Aos nove dias do mez de Fevereiro de mil oito centos, e cincoenta, e oito, falleceo e foi sepultada no Adro d’esta Parochial Igreja de S. Vicente d’Aljubarrota, tendo recebido os Sacramentos da Penitencia, Sagrado Viático, e Extrema Unção Joaquina Marques, cazada com Joaquim Verissimo d’Ataija de Sima. Fez disposição verbal deixou a terça dos seus bens a seo Marido e pela sua alma quinze Missas e pelas almas de seos dous defuntos Maridos dez, e uma oliveira á Confraria do SS.mo sacramento desta Freguesia, do que para constar fiz este assento, que assignarão como testemunhas Joaquim da Roza Sacristão, e Manoel Francisco Torneiro, dia, mez, e anno ut supra.
O Parocho Manuel Vieira da Silva            
Test.as
Joaquim da Roza                      Mel + Fr.o Tornro

  
O que levou a Joaquina Marques a casar três vezes?
O primeiro marido, João Vieira, morreu em 1826 e deixou uma filha (Maria da Graça), com 12 anos.
O casamento seguinte foi, ainda, mais breve já que o marido, Joaquim Antunes, veio a falecer logo em Julho de 1833, durante a epidemia de cólera que, então, assolou a Ataíja de Cima e de que, noutra ocasião, havemos de falar com mais pormenor.
Nessa altura, em 1833, a Joaquina Marques teria cerca de quarenta anos e já estava viúva duas vezes!

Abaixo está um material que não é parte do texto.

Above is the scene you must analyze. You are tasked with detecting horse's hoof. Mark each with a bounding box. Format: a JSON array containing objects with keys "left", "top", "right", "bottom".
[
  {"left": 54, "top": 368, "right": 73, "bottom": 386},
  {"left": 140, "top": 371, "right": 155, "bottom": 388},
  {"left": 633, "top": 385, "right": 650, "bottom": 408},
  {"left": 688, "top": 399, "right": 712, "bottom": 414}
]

Do terceiro casamento, não houve filhos, ao menos que tivessem sobrevivido. Ou seja, o marido Joaquim Veríssimo, não tinha descendentes.
Porquê, então, a deixa que lhe faz a falecida, com aparente prejuízo de sua filha Maria da Graça?
Claramente, a Joaquina Marques quer assegurar as melhores condições ao seu sobrevivo marido mas, ao contrário do que parece, sem prejudicar a filha.
Trata-se de testamentos cruzados.
É que, por sua vez e como se vê do respectivo assento de óbito, o Joaquim Veríssimo fez testamento a favor de João Maria Cláudio de Souza, genro da Joaquina Marques.

O que me chamou a atenção para este assento de óbito foi a disposição testamentária pela qual a Joaquina Marques manda que se rezem, “pelas almas de seos dous defuntos Maridos dez” missas. Foi essa naturalidade na assunção da pluralidade de casamentos, a qual leva a que todos os três maridos sejam objecto das últimas atenções da moribunda, que me despertou a curiosidade.


Descobrir que a Joaquina Marques e o seu primeiro marido, João Vieira, foram meus tetravôs, é um pormenor.